Dans la jungle des films d'animation, Sita chante le blues n'est pas le film le plus chiadé de l'année, mais c'est sans nul doute le plus barré. L'américaine Nina Paley y entrecroise une légende indienne datant de plus de vingt siècles, des passages musicaux et son histoire personnelle, mêlant également les techniques d'animation dans une gigantesque communion foutraque, parfois euphorisante mais éreintante à la longue.
Le cocktail est hétéroclite mais c'est finalement ce qui fonctionne. Pour raconter le Ramayana, histoire d'exil et de délivrance d'un avatar du dieu Vishnou et de la déesse Sita, Paley utilise une technique tout en finesse, faisant notamment appel au théâtre d'ombres afin de camper les narrateurs. Ceux-ci sont proprement hilarants : improvisant leur texte, ils se coupent, se chevauchent, se contredisent dans un grand élan d'approximation volontaire. Ce qui aurait pu être un conte ancestral lourdement solennel devient alors une récréation ludique, fraîche et drôle. La réalisatrice entrecroise le destin de Sita et sa propre histoire, croquée de façon plus moderne. C'est sans doute la partie la moins réussie du film, tant par le style employé (des crayonnés faussement brouillons) que par l'intérêt très relatif de la vie amoureuse de la narratrice.

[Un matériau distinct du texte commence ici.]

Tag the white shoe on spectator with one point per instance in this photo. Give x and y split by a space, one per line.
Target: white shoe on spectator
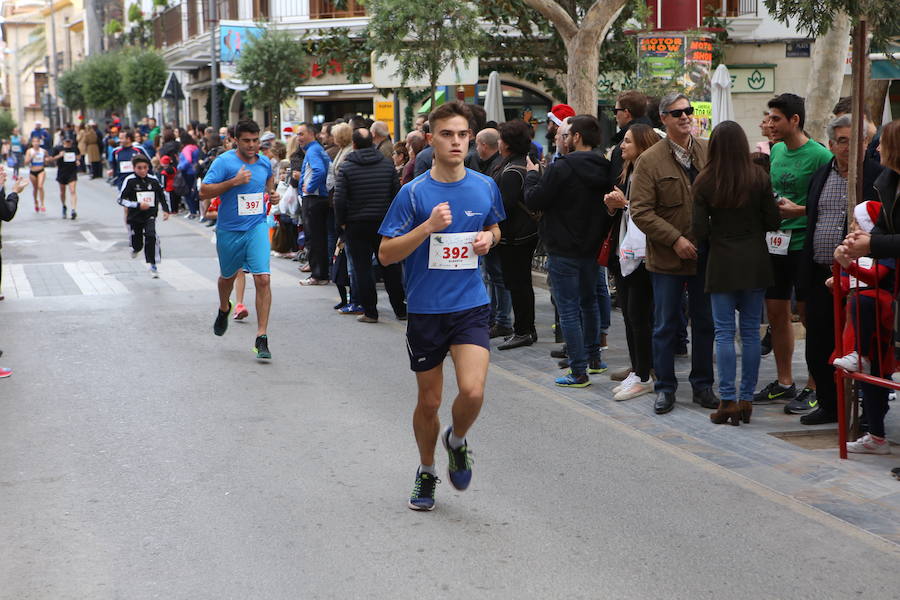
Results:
851 363
626 383
868 444
638 388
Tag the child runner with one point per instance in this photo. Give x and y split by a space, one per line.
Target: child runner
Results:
439 224
142 195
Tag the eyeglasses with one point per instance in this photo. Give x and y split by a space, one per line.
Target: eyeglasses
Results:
680 111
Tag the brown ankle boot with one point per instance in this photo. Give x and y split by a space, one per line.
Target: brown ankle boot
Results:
728 411
746 408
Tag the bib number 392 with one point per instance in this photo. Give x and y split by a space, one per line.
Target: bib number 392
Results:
778 242
250 204
452 251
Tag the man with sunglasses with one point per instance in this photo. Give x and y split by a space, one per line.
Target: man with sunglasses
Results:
661 206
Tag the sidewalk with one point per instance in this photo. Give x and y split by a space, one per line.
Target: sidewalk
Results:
859 490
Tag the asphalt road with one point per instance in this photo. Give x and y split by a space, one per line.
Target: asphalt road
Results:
143 457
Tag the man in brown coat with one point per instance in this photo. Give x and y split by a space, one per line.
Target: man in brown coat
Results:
662 207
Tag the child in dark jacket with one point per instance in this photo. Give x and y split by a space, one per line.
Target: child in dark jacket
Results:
142 195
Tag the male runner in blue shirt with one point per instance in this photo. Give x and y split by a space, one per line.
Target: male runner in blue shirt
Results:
440 223
241 178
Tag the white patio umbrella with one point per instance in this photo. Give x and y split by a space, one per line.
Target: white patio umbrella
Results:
493 99
723 109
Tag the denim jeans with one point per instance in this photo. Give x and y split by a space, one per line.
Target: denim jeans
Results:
603 300
667 292
748 304
575 290
501 301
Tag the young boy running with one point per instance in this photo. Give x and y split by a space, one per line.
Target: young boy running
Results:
142 195
241 178
439 224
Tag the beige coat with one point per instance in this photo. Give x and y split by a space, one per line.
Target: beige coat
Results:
91 145
662 205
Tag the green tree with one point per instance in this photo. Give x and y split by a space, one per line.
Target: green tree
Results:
71 87
101 83
7 122
272 65
424 35
143 76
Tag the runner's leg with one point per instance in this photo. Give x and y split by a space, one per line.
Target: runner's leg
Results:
426 423
471 363
263 301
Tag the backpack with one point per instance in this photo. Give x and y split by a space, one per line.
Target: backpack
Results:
522 171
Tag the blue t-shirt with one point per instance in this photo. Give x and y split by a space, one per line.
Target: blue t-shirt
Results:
225 167
475 203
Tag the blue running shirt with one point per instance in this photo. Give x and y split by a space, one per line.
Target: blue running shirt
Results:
475 203
225 167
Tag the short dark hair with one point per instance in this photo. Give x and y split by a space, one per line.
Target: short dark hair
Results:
790 105
245 126
589 128
448 110
362 138
634 102
517 137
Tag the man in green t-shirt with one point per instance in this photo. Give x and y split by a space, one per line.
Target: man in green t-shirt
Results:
793 161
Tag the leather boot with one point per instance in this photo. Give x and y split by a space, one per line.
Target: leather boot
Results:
728 411
746 408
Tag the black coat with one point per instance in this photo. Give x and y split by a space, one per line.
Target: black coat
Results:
886 234
9 203
364 187
570 194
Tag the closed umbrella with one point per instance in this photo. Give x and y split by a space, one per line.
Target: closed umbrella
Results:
493 99
723 109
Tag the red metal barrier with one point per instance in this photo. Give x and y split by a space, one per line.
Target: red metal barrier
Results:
840 374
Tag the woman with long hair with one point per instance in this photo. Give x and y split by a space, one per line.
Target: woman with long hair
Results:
633 287
36 161
187 165
733 209
518 233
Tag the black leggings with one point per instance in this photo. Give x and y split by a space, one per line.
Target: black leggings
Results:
635 297
515 260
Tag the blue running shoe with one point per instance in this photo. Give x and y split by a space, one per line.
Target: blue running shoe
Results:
422 497
460 467
570 380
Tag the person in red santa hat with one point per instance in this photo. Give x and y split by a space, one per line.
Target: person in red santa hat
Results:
868 333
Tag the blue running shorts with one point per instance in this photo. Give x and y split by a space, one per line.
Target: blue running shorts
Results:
244 249
429 337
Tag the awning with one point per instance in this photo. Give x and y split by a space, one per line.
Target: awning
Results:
438 99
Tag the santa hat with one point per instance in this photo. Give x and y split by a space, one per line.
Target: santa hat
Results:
560 112
866 214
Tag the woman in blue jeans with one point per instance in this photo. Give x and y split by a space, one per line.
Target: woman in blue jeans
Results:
733 209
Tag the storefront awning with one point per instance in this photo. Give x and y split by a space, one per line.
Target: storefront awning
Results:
438 99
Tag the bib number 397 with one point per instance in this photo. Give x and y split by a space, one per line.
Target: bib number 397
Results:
250 204
452 251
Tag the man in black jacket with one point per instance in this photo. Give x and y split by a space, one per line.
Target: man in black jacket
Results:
365 186
826 225
573 227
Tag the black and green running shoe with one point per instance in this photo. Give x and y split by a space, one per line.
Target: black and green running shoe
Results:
262 347
422 497
460 467
774 392
221 324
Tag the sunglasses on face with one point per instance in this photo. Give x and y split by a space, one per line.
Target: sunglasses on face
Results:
680 111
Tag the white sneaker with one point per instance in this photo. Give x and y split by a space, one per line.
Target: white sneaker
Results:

Également au programme, une série de séquences façon scopitones où résonnent les chansons d'Annette Hanshaw, chanteuse de jazz et de blues du début du siècle, que Nina Paley met dans la bouche de Sita et qu'elle greffe assez agréablement à l'histoire, se permettant des résumés et des raccourcis parfois tordants. Usant dès que c'est nécessaire de longs fondus au noir, elle marque de bout en bout une séparation très nette entre les trois parties de son film, qu'elle alterne de façon un peu trop systématique. De fait, le film a beau ne durer qu'une heure vingt, sa loufoquerie finit par devenir un tantinet prévisible et donc totalement lassante. Si les numéros musicaux sont réussis jusqu'au bout, si certains effets visuels continuent à accrocher l'oeil, la séduction de la première rencontre n'aura pas duré jusqu'au générique final. Bien que manquant d'endurance, ce drôle d'objet animé est néanmoins à conseiller pour tous les nostalgiques de la 2D et du travail à l'ancienne.




Sita chante le blues (Sita sings the blues) de Nina Paley. 1h22. Sortie : 12/08/2009.
Critique publiée sur Écran Large.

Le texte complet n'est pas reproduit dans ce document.